Il fiume Verrino

Cascata del Verrino. Foto: Vincenzo Fiadino (2023)

In questa poesia, Guido Giovanni Mancini racconta il viaggio del fiume Verrino, seguendolo dalle sorgenti fino al mare. Con immagini vive e naturali, il poeta ne descrive il percorso, le stagioni e il continuo rinnovarsi, trasformando il fiume in simbolo del ciclo della vita e dell’armonia della natura.

Calmo e silente il fiume Verrino

da Capracotta inizia il cammino;

tra sassi e arbusti scivola a valle,

all’agro agnonese volge le spalle.

Le irte sponde stringono il letto

tenendolo placido, esile e stretto.

È lì che l’Airone vi pesca silente

pesci che vanno contro corrente.

Mormora sotto Poggio Sannita

con la sua acqua chiara e pulita;

col suo lento e sinuoso percorso

a Castelverrino passa a ridosso.

A Primavera divien minaccioso,

nell’arida Estate si fa silenzioso;

prende in Autunno a brontolare

e nell’Inverno i sassi a rotolare.

Defluisce lento lungo il suo letto

fino al Trigno che l’accoglie sotto;

più a valle, poi, ingloba il Sente

che a primavera diventa irruente.

Insieme ad essi si snoda veloce

verso San Salvo, fino alla foce;

defluendo, man mano ingrossa

ed incrementa la sua folle corsa.

Va nell’Adriatico che lo alloggia

e ritorna in cielo a farsi pioggia,

per irrorare pianura e montagna,

ove ogni essere poi ci guadagna.

Fin su la vetta vi provvede il sole

per deliziare le piante e le aiuole;

cambia lo stato tra discesa e salita

e perpetua così il suo ciclo di vita.

Guido Giovanni Mancini

Guido Giovanni Mancini, nato a Poggio Sannita il 23 giugno 1945, dopo il diploma e il servizio militare ha lavorato in Germania presso la M.A.N. di Augsburg.

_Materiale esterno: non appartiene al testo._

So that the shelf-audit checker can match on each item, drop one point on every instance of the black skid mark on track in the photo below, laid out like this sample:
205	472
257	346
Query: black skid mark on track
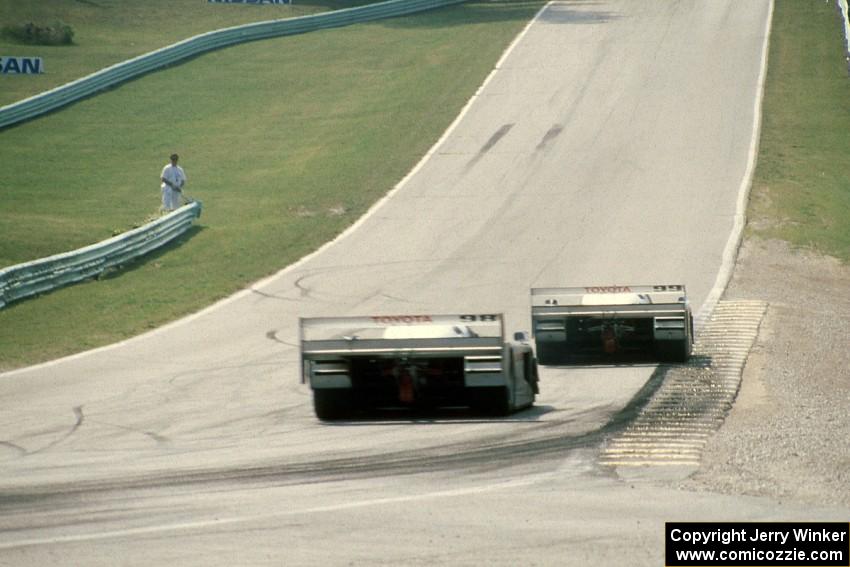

Rientrato in Italia nel 1971, si è sposato e ha avuto due figlie. Dal 1972 al 2007 ha svolto la professione di insegnante. Tra il 1980 e il 1995 ha ricoperto incarichi amministrativi nel suo Comune e, spinto dal desiderio di preservare il dialetto locale, ha scritto poesie in vernacolo poggese dedicate alla vita rurale e agli eventi del paese. Da questa passione sono nate più pubblicazioni, tra cui la raccolta in lingua italiana “La voce del cuore. Poesie e racconto” da cui è tratta la poesia sul Verrino.